Une conscience qui englobe tout
À mesure que je, la conscience, plongeais de plus en plus profondément dans mon être, je sentais que je me désenchevêtrais des pensées, des images, des sentiments, des sensations et des perceptions. J’ai alors senti que je me dilatais. Je n’étais plus localisé dans la tête ou le torse. J’étais l’espace conscient, ouvert et vaste dans lequel tout apparaissait.
C’était à la fois effrayant et exaltant : effrayant car mon expérience ordinaire d’être un soi fini, situé dans le corps et limité au corps, se dissolvait rapidement ; exaltant car je ne pouvais m’empêcher d’observer, malgré ma peur, la liberté et la joie qui accompagnaient cette reconnaissance.

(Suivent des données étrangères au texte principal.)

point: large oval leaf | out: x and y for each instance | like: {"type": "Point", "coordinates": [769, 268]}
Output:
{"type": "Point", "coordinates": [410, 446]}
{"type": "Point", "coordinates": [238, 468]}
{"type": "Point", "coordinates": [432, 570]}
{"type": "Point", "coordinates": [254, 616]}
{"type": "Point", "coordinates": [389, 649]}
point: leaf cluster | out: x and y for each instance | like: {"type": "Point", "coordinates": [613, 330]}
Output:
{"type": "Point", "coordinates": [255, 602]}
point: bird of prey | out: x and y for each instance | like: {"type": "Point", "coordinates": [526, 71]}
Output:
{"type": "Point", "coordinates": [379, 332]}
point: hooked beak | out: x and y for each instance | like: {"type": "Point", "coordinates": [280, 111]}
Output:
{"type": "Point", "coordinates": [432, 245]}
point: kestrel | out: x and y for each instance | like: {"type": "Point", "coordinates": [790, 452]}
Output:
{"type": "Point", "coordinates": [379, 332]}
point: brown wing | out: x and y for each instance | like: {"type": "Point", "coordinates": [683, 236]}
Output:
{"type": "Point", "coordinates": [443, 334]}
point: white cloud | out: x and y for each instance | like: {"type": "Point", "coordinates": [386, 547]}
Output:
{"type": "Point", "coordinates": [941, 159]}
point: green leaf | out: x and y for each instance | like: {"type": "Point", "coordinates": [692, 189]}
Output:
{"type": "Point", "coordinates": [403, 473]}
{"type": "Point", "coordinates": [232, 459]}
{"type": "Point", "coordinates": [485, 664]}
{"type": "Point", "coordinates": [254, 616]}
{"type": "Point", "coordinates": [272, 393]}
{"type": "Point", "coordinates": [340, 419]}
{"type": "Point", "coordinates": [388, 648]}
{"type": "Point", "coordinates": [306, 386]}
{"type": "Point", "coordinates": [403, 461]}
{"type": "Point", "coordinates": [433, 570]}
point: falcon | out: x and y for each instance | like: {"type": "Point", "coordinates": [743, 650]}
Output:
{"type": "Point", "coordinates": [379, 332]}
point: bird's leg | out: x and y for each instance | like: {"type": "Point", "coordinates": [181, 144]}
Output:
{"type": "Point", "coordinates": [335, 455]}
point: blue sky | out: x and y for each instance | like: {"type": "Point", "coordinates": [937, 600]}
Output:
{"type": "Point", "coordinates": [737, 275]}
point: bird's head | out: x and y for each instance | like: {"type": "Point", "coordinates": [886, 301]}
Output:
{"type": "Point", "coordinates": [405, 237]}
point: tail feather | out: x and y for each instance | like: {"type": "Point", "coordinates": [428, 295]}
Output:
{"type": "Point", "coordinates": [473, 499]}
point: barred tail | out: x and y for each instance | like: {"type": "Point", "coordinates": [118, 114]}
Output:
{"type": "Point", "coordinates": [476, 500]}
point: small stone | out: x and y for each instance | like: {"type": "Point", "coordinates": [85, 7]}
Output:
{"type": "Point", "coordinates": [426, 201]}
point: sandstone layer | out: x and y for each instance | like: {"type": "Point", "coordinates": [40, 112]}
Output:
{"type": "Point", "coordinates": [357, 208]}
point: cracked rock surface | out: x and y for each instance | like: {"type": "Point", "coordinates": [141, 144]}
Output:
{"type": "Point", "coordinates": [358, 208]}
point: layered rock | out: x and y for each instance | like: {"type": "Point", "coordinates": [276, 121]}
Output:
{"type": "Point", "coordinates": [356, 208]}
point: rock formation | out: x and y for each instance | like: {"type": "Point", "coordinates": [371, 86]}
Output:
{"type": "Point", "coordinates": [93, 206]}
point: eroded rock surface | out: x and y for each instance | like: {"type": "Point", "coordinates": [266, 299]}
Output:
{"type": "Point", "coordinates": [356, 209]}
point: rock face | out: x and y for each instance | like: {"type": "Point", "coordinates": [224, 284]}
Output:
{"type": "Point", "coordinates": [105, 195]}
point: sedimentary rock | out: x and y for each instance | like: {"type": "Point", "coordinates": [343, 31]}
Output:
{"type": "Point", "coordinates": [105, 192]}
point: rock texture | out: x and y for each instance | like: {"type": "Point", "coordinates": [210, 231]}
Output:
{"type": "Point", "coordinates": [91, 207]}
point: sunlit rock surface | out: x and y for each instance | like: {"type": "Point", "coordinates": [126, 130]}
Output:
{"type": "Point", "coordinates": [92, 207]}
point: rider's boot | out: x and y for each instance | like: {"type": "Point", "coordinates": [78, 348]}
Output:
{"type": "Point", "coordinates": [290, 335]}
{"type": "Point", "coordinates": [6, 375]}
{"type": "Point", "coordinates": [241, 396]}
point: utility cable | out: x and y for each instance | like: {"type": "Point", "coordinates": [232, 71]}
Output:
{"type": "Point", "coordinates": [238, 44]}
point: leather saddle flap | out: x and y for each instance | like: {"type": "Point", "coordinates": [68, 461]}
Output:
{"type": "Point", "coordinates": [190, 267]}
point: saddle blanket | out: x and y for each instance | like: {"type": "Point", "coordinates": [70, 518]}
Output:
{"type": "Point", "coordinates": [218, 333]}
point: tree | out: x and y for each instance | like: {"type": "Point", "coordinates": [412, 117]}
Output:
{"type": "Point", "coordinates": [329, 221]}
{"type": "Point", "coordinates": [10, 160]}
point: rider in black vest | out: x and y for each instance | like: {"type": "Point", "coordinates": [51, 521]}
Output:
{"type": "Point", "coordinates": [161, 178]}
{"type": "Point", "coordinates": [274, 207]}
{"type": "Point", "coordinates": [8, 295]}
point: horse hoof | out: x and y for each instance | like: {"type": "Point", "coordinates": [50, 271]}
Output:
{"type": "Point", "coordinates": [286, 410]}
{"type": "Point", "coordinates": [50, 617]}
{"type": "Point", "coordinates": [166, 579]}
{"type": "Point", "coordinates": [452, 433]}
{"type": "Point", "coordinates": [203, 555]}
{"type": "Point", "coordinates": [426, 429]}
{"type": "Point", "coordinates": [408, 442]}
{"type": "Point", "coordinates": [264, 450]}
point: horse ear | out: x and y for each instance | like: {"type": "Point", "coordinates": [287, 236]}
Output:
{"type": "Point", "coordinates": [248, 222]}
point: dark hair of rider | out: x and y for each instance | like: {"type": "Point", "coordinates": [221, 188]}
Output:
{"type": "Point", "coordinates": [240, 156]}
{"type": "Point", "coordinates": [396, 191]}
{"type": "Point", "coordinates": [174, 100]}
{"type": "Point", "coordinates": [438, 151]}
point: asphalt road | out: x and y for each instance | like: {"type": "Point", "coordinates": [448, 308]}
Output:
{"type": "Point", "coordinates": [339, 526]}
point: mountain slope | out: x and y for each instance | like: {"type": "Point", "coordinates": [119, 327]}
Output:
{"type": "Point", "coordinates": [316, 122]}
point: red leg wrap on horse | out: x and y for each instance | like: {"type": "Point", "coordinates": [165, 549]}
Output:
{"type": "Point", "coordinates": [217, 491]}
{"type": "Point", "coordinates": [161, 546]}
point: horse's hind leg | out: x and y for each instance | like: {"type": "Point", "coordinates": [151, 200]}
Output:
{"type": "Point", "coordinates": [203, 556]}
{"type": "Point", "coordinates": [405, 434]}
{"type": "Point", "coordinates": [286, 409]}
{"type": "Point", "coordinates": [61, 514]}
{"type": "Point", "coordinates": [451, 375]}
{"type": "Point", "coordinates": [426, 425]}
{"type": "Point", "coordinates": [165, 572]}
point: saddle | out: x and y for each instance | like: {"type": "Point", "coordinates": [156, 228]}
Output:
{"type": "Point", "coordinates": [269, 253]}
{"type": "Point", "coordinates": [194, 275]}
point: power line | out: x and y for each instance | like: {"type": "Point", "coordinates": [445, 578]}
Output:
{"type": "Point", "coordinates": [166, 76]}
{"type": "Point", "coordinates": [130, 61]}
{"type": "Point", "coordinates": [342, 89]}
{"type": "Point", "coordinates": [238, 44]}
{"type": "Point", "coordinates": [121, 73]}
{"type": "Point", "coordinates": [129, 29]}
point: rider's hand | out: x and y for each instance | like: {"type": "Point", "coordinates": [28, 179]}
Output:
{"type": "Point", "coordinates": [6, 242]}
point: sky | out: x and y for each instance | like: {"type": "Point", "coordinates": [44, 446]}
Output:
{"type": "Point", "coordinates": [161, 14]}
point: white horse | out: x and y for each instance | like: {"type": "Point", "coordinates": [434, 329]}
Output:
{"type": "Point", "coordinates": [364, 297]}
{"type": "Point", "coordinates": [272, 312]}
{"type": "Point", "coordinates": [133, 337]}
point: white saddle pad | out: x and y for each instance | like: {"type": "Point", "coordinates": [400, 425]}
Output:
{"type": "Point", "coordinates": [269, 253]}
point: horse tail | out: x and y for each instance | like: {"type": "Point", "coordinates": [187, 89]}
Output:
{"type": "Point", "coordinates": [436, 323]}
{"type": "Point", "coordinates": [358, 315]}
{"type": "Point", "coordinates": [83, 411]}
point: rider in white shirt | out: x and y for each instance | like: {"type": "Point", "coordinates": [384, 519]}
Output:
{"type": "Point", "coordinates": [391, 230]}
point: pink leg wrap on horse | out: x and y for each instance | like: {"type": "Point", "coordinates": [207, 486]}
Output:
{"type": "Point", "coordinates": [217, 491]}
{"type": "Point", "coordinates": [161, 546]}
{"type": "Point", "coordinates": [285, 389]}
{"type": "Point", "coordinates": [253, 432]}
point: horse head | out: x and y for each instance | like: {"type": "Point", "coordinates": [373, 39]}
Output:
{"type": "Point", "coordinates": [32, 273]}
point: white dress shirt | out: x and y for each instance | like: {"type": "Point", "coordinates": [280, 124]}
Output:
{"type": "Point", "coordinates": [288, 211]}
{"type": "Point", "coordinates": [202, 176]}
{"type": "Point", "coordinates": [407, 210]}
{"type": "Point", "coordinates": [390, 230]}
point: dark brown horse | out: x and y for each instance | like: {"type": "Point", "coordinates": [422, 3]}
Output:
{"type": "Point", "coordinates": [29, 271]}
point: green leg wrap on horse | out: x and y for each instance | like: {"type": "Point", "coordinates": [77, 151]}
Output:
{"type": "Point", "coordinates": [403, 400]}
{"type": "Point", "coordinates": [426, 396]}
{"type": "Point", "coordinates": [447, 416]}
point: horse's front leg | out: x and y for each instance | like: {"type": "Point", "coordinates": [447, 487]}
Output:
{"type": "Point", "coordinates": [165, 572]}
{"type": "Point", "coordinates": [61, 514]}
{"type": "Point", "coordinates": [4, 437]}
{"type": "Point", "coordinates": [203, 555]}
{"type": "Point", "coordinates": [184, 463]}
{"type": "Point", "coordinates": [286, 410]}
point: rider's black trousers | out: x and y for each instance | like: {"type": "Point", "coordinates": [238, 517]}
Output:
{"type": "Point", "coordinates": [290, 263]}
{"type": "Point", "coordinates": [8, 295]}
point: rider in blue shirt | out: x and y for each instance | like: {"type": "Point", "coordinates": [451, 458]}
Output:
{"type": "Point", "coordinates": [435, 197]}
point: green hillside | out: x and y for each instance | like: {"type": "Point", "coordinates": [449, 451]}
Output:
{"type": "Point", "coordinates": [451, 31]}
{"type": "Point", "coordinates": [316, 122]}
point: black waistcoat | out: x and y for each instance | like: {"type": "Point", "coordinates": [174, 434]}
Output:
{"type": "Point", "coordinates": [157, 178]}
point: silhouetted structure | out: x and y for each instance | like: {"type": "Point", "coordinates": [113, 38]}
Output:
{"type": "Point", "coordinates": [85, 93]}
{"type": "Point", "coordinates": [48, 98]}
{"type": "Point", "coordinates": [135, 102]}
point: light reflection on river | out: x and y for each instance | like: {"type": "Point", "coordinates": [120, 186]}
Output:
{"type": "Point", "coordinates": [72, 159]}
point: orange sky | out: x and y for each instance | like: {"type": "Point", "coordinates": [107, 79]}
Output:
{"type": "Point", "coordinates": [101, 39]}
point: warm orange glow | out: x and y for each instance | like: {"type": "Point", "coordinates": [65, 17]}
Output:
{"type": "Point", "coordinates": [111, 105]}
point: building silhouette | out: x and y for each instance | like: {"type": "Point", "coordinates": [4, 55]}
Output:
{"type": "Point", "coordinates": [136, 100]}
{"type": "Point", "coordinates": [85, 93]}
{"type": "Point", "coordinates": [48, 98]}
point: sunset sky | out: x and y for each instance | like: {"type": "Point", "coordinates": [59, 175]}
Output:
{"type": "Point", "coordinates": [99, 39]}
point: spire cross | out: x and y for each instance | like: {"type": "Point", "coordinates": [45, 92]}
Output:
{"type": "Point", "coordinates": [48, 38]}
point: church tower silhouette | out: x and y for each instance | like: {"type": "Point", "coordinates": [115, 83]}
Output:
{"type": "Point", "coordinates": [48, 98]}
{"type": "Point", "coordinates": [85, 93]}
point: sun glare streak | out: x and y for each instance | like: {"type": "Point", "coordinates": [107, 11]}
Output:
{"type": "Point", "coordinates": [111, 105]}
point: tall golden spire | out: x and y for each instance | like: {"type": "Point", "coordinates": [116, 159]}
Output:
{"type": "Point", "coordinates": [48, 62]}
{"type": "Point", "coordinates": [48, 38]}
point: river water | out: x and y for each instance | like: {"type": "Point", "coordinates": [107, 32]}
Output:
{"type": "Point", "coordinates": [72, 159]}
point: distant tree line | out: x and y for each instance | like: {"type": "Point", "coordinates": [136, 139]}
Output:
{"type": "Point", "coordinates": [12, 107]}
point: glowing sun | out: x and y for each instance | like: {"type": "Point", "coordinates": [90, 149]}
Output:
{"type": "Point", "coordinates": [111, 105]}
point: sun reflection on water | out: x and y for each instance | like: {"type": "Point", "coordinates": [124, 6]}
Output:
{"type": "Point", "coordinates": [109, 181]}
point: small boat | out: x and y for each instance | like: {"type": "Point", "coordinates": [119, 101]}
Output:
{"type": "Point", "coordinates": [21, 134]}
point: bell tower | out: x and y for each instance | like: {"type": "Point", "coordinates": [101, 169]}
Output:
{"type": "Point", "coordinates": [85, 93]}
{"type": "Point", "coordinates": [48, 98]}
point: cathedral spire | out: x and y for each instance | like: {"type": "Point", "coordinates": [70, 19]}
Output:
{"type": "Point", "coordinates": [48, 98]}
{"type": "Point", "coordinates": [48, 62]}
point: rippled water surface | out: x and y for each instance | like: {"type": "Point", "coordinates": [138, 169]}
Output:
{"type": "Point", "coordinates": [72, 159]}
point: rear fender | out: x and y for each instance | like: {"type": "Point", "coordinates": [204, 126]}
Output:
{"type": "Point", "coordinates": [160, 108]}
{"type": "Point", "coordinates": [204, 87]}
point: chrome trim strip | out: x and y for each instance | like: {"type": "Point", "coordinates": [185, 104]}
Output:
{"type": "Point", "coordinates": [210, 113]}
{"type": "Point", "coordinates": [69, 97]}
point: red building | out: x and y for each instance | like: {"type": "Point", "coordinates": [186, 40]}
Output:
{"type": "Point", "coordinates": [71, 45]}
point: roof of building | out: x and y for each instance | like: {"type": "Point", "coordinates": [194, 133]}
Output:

Il m’a fallu un certain temps pour m’apercevoir que je n’étais pas en expansion, bien sûr. C’était simplement que, mise à nu, la croyance selon laquelle la conscience est localisée dans ma tête et limitée par elle, était en train de se dissoudre devant l’évidence de mon expérience. J’ai commencé à ressentir ce que j’avais souvent lu dans la littérature traditionnelle sans avoir jamais été en mesure de le vérifier par moi-même, à savoir que la conscience s’étend au-delà des limites du corps et du mental fini où elle semblait loger, et qu’elle englobait l’univers tout entier.
Mon mental commençait à peine à assimiler cette compréhension qu’une autre la suivait : si l’espace physique était vidé de tout objet, nous n’aurions aucune expérience de la distance. Ce n’est donc qu’en rapport avec le contenu de l’expérience que la conscience est vue comme un vaste espace. Dans notre expérience réelle, autrement dit, dans l’expérience que la conscience fait d’elle-même, il n’existe aucune pensée ou perception, donc aucune expérience de l’espace et du temps.
Nous le vivons tous de façon éclatante dans l’expérience du sommeil profond. Il n’existe aucune activité de pensée ou de perception dans le sommeil profond et, par conséquent, aucune expérience de l’espace et du temps.
À la lumière de cette compréhension, la tentative du mental de conceptualiser la conscience prend fin, naturellement et sans effort. Pour faire une concession au mental, il est légitime de concevoir la conscience sous la forme d’un espace ouvert et vide. Mais lorsqu’il n’est pas nécessaire de le faire, le mental fait silence. Et ne reste que la conscience d’être, dont la nature est une paix insondable.